Even though a state court finds these exclusions valid, it might conclude that they do not apply to the parties in a particular case. The court must decide whether the injured person is a family or household member of the insured under the motorist insurance policy. In one case, a court would not expand the definition of the term household to include unrelated roommates. In another case, a court found that a college student, who was injured in an auto accident caused by her father, the insured, was not a resident of his household. The student had become a resident of the state in which she attended college and only returned to her father’s house for holidays.
Therefore, exclusions in a motorist insurance policy that deny coverage to members of an insured’s family or household may or may not be valid in a particular case.
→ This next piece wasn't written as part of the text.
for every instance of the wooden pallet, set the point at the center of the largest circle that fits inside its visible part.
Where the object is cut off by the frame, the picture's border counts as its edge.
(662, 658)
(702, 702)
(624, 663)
Further, several factors must be considered before an injured party may be found to be a member of an insured’s family or household. It is best to check current case law before accepting that these exclusions in a motorist insurance policy bar an injured person’s recovery from the insured’s policy.
Some automobile insurance policies have clauses that specifically exclude the payment of punitive or exemplary damages against an insured. Punitive or exemplary damages do not pay for bodily injuries or property damage. They are awarded over and above payment for those items. Punitive or exemplary damages are intended to punish the person who caused the injuries or damage or to make that person an example to deter others from such conduct.
So long as the punitive or exemplary exclusion is not ambiguous and does not violate a state’s public policy or statutes, most courts will uphold the exclusion and enforce it. Most states agree that an insurer does not have to provide insurance coverage for an award of punitive or exemplary damages against an uninsured or underinsured person.
Several states have statutes that prohibit the punishment of intentional wrongdoers through punitive damage awards. In such states, insurance coverage for punitive or exemplary damages would not exist unless that coverage is specifically included in the insurance policy. Therefore, no punitive or exemplary damages exclusion is needed for the insurance companies in those states to avoid paying awards for punitive damages.
State laws regarding punitive or exemplary damage exclusions can vary in other ways. Some states do not permit an insurance company to provide insurance coverage for punitive damages awarded due to the acts or omissions of an insured’s employees or agents, if the insured did not know of those acts or omissions. Other states permit insurance coverage for punitive damages that arise out of a person’s death or injury due to an insured’s negligence.